İtikâdî konuları anlamanın ölçüsü, usûlidddîn yani Ehl-i Sünnet akidesi, ameli konuları anlamanın ölçüsü, Usûl-i Fıkıhtır.
2. Ölçü insan: Hatadan korunmuş ve Allah tarafından özel yetiştirilmiş ve bütün peygamberlerin özellikleriyle donatılmış olan Hz. Peygamber Efendimiz (s.a.s.)’dir.
İnsan yetiştirmek istiyorsak ölçü insan Hz. Peygamer’i ölçü alacağız, çevremize örnek olacağız.
3. Ölçü hareket: Kur’ân ve Hadîslerde belirtilen Peygamberlerin Tevhid Hareketi.
Allah, Kur’ân-ı Kerîm’inde ve Hz. Peygamber Hadîs-i Şerîflerinde bildirmişse, bizden öndekilerin şerîati, bizim şerîatimiz gibidir.

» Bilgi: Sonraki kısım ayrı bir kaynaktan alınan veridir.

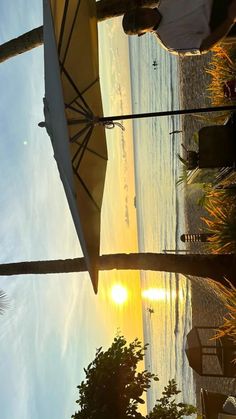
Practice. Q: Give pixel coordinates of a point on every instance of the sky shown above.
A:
(54, 324)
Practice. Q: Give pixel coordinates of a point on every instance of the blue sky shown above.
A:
(54, 323)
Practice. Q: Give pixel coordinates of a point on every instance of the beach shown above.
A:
(207, 309)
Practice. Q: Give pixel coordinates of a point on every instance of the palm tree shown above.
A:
(217, 267)
(106, 9)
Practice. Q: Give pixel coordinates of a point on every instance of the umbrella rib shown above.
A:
(97, 154)
(79, 149)
(79, 134)
(63, 26)
(76, 89)
(83, 146)
(83, 112)
(84, 91)
(71, 31)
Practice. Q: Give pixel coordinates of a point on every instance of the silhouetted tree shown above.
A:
(113, 387)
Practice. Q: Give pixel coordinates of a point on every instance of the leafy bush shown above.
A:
(221, 207)
(113, 387)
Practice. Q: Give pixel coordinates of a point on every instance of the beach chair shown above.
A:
(212, 405)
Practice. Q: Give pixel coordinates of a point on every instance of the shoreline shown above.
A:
(207, 308)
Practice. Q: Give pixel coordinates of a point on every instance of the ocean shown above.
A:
(160, 212)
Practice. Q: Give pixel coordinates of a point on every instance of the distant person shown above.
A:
(185, 27)
(177, 131)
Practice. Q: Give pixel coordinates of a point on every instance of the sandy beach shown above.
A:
(207, 309)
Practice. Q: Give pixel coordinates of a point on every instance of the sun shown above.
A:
(119, 294)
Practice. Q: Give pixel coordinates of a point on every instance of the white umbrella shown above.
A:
(72, 100)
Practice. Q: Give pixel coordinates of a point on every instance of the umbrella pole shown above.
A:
(110, 119)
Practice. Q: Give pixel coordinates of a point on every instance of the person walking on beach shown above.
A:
(185, 27)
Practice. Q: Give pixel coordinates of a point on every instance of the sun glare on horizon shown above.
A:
(158, 294)
(119, 294)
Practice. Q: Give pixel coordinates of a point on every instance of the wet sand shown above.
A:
(207, 309)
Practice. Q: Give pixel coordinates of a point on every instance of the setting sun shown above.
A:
(119, 294)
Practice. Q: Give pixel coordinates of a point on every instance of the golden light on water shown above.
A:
(158, 294)
(119, 294)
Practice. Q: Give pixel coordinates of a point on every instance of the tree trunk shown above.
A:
(217, 267)
(106, 9)
(23, 43)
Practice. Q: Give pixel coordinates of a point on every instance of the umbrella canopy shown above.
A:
(72, 101)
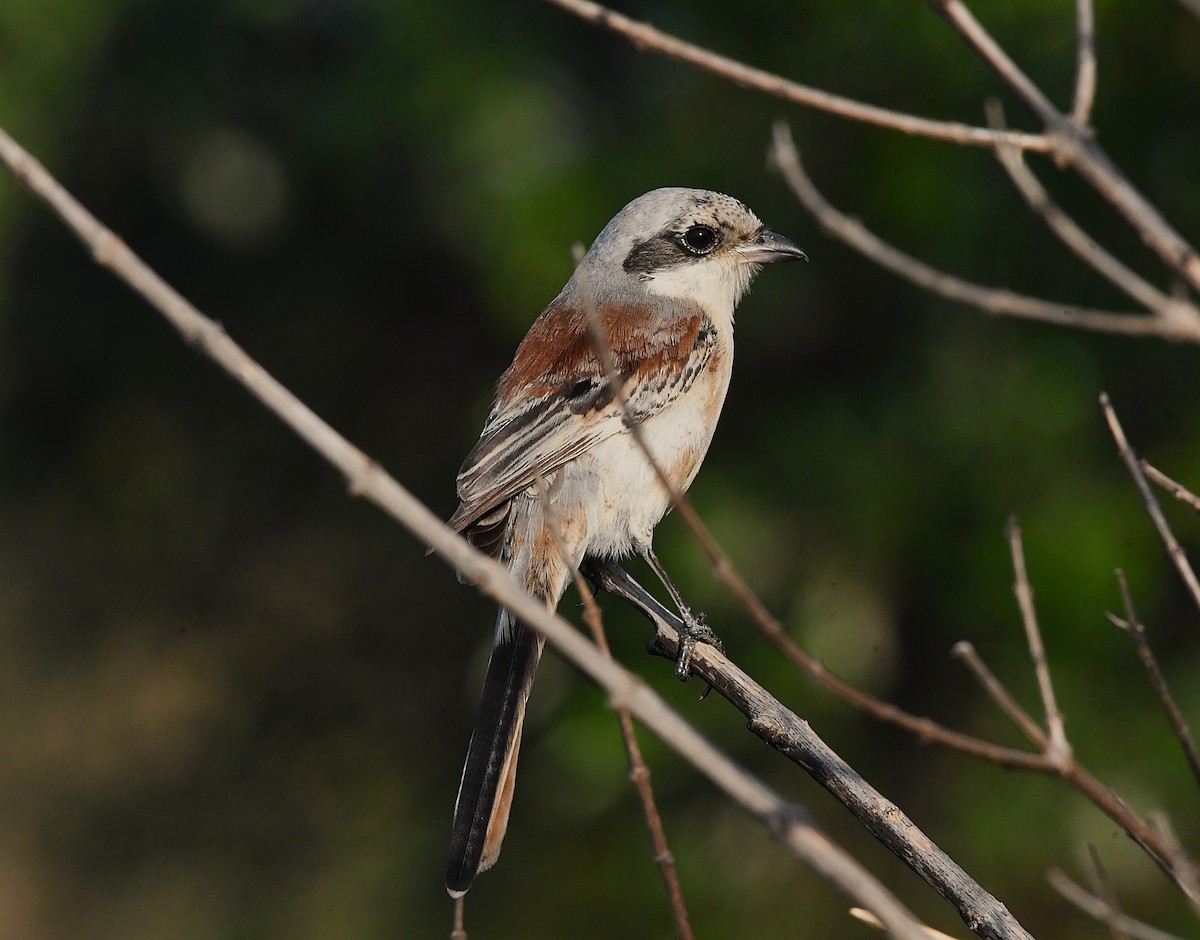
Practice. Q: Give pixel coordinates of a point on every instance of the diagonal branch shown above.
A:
(639, 772)
(793, 737)
(1079, 241)
(1102, 910)
(645, 36)
(1174, 488)
(787, 822)
(1074, 145)
(1057, 750)
(1133, 626)
(989, 299)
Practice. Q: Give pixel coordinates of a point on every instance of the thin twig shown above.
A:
(869, 918)
(994, 300)
(965, 651)
(639, 772)
(1078, 240)
(1101, 910)
(786, 821)
(1174, 550)
(1085, 63)
(645, 36)
(1057, 749)
(1177, 857)
(1103, 887)
(1174, 488)
(793, 737)
(1133, 626)
(1073, 145)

4. Ölçü toplum: Hz. Peygamber (s.a.s.)’in yetiştirdiği Sahâbe-i Kirâm’dır.
Denge: Dış-iç, madde-mana, dünya-âhiret, cesed-ruh...
Mü’min insanın dışı, içi için; maddesi, manası için; dünyası, ahireti için; cesedi, ruhu içindir.
Mü’min dengelidir, denge adamıdır, bulunduğu ortamda daima denge unsurudur.
Halka metbu olmak ancak iki şeyle mümkün olur:
(devamı)
b) Şahsiyeti kâmil:
1. Doğru şahsiyetle
2. İçinde ve işinde galip olmakla
1. Doğru şahsiyetle:
Halkın tabi olduğu âlim ve âmir yani lider insan, doğru şahsiyet sahibidir.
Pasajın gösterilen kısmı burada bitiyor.